Talk about timing. Buttigieg, whose book has an official publication date of Feb. 12 to coincide with the birthdate of the 16th president of the United States, announced the launch of a presidential exploratory committee last week. The mayor of his native South Bend, Ind., the Harvard graduate was a Rhodes scholar, served in Afghanistan as a Navy lieutenant, speaks Arabic, plays piano, is an openly gay man whose marriage was chronicled in the Vows feature of The New York Times – and, as the youngest candidate to date at 37, appeals to the coveted millennial vote. Buttigieg’s report from his rebounding Rust Belt city clearly lays out his progressive agenda and makes a case for the juggling act required by an American mayor and the vision required to sustain an American city, which he of course suggests could be extended to the national level.

2. Antisemitism: Here and Now by Deborah E. Lipstadt (Schocken)

Not many professors of modern Jewish history get to be played by Rachel Weisz in Hollywood movie, but prominent Emory University scholar Lipstadt got just that in the film Denial, about her successful defense against a libel suit by Holocaust denier David Irving in 2000. In her new book, Lipstadt takes an epistolary approach to her sharp, nuanced discussion of how anti-Semitism presents itself as a kind of herpes in society, below the surface but erupting in tense, fraught times. She invents two correspondents, a Jewish student and a non-Jewish colleague, who pose questions to her about the recent manifestations of anti-Semitism and wrestle with questions about Israeli-Palestinian hostilities. The narrative concludes that the best ammunition against anti-Semitism is an abundance of facts.

3. Black Is the Body: Stories from My Grandmother’s Time, My Mother’s Time, and Mine by Emily Bernard (Knopf)

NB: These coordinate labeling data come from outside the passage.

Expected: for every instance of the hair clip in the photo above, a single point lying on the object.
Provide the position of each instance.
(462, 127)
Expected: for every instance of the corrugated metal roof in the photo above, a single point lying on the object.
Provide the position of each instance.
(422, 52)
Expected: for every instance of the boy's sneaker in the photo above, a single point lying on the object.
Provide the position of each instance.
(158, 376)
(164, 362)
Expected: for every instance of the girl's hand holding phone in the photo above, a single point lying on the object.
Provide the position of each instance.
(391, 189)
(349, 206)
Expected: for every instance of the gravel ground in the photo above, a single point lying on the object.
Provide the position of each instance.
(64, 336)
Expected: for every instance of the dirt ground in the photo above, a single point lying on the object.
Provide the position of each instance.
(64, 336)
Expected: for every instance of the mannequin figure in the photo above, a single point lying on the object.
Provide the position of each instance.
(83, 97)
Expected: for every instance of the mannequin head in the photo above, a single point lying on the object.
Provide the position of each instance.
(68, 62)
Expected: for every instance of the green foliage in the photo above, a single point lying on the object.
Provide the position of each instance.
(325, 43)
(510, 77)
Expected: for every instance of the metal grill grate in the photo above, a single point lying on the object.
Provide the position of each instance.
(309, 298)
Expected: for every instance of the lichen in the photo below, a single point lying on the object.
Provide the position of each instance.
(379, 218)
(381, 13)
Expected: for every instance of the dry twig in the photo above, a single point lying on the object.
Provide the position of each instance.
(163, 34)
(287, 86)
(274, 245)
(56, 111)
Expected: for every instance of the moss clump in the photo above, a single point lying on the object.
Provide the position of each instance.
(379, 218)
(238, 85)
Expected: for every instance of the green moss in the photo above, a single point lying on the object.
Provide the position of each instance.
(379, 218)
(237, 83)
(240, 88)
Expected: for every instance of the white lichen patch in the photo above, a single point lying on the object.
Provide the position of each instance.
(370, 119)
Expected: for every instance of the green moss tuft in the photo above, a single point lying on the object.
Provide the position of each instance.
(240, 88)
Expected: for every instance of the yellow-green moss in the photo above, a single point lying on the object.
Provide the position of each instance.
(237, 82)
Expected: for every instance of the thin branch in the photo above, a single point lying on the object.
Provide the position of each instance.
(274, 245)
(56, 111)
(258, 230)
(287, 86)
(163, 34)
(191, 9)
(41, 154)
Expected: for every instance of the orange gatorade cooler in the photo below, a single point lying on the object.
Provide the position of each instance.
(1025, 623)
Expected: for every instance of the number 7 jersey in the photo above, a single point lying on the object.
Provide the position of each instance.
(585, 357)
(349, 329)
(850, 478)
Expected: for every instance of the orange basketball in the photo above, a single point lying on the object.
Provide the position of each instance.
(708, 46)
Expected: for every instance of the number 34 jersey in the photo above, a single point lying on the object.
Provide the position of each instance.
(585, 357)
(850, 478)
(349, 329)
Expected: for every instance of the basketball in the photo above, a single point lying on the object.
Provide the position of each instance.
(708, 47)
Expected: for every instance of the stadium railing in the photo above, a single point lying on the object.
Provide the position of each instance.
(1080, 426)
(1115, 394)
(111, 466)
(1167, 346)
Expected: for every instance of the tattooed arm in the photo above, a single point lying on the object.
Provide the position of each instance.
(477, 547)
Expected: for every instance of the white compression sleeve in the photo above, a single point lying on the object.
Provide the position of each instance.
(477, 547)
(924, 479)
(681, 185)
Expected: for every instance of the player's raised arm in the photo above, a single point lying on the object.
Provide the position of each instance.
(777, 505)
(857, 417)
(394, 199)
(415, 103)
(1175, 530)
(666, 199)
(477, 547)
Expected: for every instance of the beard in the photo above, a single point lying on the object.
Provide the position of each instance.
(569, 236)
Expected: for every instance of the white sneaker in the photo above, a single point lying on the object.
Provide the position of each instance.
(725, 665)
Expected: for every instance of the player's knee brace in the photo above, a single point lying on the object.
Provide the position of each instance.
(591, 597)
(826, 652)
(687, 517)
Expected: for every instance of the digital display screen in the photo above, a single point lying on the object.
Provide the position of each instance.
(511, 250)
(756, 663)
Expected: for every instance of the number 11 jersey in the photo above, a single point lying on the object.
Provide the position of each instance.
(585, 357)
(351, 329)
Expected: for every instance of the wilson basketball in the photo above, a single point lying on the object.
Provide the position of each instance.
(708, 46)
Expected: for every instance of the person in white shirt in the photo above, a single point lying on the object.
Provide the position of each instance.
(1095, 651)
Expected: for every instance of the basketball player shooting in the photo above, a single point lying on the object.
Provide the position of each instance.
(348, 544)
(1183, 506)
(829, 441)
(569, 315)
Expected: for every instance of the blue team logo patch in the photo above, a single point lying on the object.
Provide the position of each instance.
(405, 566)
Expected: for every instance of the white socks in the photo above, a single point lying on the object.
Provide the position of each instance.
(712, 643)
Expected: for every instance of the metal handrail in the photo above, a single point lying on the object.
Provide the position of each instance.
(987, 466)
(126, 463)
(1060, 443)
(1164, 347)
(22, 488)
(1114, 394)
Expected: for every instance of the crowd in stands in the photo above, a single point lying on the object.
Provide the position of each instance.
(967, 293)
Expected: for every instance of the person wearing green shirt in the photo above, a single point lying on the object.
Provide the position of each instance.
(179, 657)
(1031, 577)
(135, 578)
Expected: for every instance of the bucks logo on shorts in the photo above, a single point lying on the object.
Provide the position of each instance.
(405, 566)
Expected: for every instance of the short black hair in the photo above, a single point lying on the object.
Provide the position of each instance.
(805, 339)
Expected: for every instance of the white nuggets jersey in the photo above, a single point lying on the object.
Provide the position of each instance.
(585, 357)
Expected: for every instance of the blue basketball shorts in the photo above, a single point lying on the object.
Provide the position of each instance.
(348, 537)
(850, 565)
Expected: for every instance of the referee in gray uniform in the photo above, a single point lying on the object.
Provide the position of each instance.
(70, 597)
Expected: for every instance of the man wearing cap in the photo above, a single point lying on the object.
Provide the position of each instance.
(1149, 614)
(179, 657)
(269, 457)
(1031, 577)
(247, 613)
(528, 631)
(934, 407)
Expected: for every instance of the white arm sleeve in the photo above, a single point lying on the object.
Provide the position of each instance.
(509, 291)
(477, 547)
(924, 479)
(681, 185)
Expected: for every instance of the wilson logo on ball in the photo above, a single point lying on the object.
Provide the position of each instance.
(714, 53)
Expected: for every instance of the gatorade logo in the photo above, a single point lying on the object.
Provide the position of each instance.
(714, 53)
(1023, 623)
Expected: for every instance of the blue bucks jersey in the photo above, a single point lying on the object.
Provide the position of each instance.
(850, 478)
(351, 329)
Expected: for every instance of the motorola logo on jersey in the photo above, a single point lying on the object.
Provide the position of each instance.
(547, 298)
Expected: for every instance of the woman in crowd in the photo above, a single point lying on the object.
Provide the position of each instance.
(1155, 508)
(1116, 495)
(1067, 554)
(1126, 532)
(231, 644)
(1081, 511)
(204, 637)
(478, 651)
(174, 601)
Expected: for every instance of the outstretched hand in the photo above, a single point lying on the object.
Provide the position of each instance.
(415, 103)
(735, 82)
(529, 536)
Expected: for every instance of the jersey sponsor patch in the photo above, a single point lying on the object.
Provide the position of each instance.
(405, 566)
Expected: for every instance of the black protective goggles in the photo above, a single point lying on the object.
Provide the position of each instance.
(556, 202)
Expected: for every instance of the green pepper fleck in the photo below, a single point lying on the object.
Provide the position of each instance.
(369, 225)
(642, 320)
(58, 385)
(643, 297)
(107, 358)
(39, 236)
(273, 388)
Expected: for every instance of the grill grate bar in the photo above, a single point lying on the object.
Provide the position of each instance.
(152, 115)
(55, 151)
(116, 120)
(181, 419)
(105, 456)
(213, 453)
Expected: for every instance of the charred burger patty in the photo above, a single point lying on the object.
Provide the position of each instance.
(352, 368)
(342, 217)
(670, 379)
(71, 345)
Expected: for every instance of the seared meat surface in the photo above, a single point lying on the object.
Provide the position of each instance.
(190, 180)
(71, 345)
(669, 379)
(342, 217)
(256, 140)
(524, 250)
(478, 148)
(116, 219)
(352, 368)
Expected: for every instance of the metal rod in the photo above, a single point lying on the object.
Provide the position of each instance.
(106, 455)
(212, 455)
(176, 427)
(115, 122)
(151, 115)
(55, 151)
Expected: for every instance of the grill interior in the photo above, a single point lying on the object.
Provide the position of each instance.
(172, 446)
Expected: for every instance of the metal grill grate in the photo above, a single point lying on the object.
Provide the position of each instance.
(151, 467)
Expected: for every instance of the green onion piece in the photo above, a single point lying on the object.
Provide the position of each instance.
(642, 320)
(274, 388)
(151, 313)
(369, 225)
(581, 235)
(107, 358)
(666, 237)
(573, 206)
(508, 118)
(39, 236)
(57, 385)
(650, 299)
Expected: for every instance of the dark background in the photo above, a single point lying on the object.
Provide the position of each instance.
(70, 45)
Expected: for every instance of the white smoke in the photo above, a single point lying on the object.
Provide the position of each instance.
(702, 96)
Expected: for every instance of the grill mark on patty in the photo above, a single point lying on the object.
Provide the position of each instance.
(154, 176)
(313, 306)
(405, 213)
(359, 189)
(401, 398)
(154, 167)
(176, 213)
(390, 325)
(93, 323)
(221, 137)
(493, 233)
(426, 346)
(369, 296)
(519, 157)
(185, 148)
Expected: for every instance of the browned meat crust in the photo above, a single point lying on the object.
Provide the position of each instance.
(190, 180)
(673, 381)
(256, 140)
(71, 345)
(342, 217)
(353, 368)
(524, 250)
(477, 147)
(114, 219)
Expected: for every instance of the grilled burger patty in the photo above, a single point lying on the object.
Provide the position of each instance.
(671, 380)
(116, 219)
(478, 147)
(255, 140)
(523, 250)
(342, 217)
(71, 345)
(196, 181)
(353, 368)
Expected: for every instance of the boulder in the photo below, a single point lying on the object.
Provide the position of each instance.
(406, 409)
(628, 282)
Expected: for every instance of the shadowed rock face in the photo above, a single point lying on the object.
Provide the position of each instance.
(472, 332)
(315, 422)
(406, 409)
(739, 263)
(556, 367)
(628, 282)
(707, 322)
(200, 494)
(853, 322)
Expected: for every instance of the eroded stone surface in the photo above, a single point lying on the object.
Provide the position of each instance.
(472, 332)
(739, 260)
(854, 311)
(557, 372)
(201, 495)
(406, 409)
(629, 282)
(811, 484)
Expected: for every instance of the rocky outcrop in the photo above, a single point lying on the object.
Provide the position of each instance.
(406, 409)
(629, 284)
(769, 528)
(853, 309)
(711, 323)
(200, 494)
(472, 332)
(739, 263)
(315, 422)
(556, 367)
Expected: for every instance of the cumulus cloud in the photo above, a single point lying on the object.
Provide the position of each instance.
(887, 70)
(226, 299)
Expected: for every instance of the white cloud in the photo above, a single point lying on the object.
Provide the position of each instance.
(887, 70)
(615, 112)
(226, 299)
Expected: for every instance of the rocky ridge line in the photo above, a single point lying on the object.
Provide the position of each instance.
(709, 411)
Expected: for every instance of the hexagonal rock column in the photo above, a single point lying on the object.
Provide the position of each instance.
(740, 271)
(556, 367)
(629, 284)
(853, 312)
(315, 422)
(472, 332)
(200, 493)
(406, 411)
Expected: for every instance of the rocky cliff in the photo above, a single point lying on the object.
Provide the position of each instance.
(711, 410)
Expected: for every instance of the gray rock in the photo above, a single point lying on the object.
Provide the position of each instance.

Bernard, whose nuanced essays may be familiar to readers of magazines such as the American Scholar and Harper’s, has collected her work into a memoir that should cement her reputation as a thoughtful, discerning writer who explores the complications of race with clarity and insight. A black woman from the South, living in snowy, white Vermont, Bernard is married to a white professor of American studies (she teaches English and critical race and ethnic studies at the University of Vermont), with adopted daughters from Ethiopia. She conforms to no stereotypes and gets into the nooks, crannies, and contradictions of her life and the world around her. Her supple writing has a lovely tone; even when recalling how as a graduate student at Yale University she was viciously stabbed by a deranged white stranger in a random act of violence, Bernard muses that “in every scar there is a story.”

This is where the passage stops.